Gegenmaßnahme sei ein striktes Kostenoptimierungsprogramm gewesen. Staatliche Instrumente wie Kurzarbeit wurden und werden genutzt, auch Arbeitsplatzabbau fand statt, indem die natürliche Fluktuation genutzt wurde. Auch für die Zeit nach der Pandemie gehe der Konzern von einer dauerhaften Quote mobil arbeitender Mitarbeiter aus. Das heißt im Umkehrschluss: Es gibt Potenzial für eine effizientere Nutzung der Infrastruktur und des Flächenverbrauchs. So könnten finanzielle und ökologische Aspekte einfließen.
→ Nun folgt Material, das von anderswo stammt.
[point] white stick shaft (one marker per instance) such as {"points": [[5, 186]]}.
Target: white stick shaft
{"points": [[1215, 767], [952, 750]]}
„Denn jeder Quadratmeter weniger Bürofläche spart nicht nur Mietkosten, sondern auch Heizaufwand und damit CO2-Emissionen“, so Finanzvorstand Ruf. Und natürlich verbessere jeder gesparte Kilometer Pendlerstrecke ebenfalls den ökologischen Fußabdruck.

Eine leistungsstarke und nach hohen Sicherheitsstandards zertifizierte IT-Infrastruktur sei die Voraussetzung für diese Entwicklung: So sei es der Bertrandt AG gelungen, dass bis zu 7000 Kolleginnen und Kollegen im vergangenen Jahr mobil arbeiteten.